After they hung up, she picked up the roach with a tissue and flushed it down the toilet. In the mirror she saw that her mascara was smeared; she had black rings beneath her eyes, like a punk rocker. She removed the mascara with baby oil, washed her face, and rubbed in moisturizer. Then she took two Seconals and fell asleep before she could start thinking.

The next day they were all mad at her, of course. She was late because there was a snowstorm and it took the guy at the desk forever to get her a taxi. Then the taxi got stuck at Carrier Circle and they sat for half an hour while the driver told her his idea, which was that drug addicts should be rounded up and sent to reservations like Indians used to be. While they were going through withdrawal, they could be looked after by WACs.

“I figure the government could give the WACs the equivalent of combat pay,” he said. “Assign them to, say, six-month hitches out there.”

Heather sat looking at the snow and sucking on a Lifesaver. “Hmm,” she said. “That's a good idea. Really creative.”

“That way you not only get these characters off the streets, but you put the broads in the military to good use.”

“Right,” Heather said. “Brilliant.”

“I think about this stuff a lot,” the cabdriver said.

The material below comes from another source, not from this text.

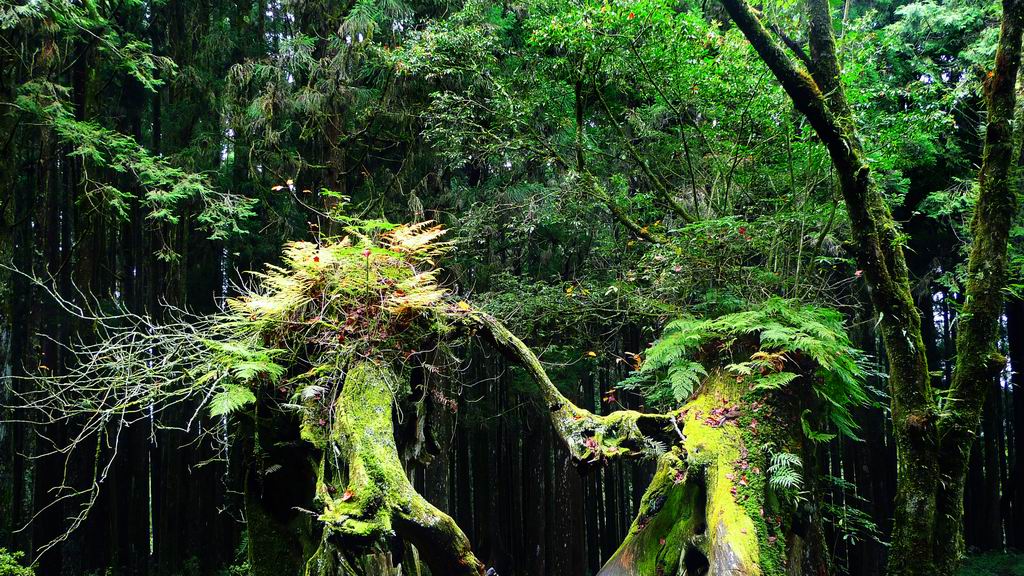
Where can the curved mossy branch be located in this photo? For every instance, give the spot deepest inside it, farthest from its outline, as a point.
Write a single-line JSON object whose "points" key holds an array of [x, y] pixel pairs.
{"points": [[708, 508], [371, 501], [590, 438]]}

They made slow progress, but she was, to say the least, in no hurry, and the city was clean and almost pretty in the new snow. They turned up Hillside Street, and her aunt's place looked like something on a Christmas card—the tall white house a bit shabby, maybe, but there were the clean new drifts of snow, the driveway flanked by white-frosted pine trees, a wreath on the front door. She gave the driver a nickel tip, and he stared at it and said, “What kind of shit is this?”

She said, “You should be institutionalized.”

“Fuck you,” he said, and sped away.

Her father answered the door wearing white wool pants, plaid socks, and a black turtleneck sweater with a pendant on a chain around his neck. She clung to him for a moment, then kissed his cheek and said, “Wow, Dad, that's a weird outfit.”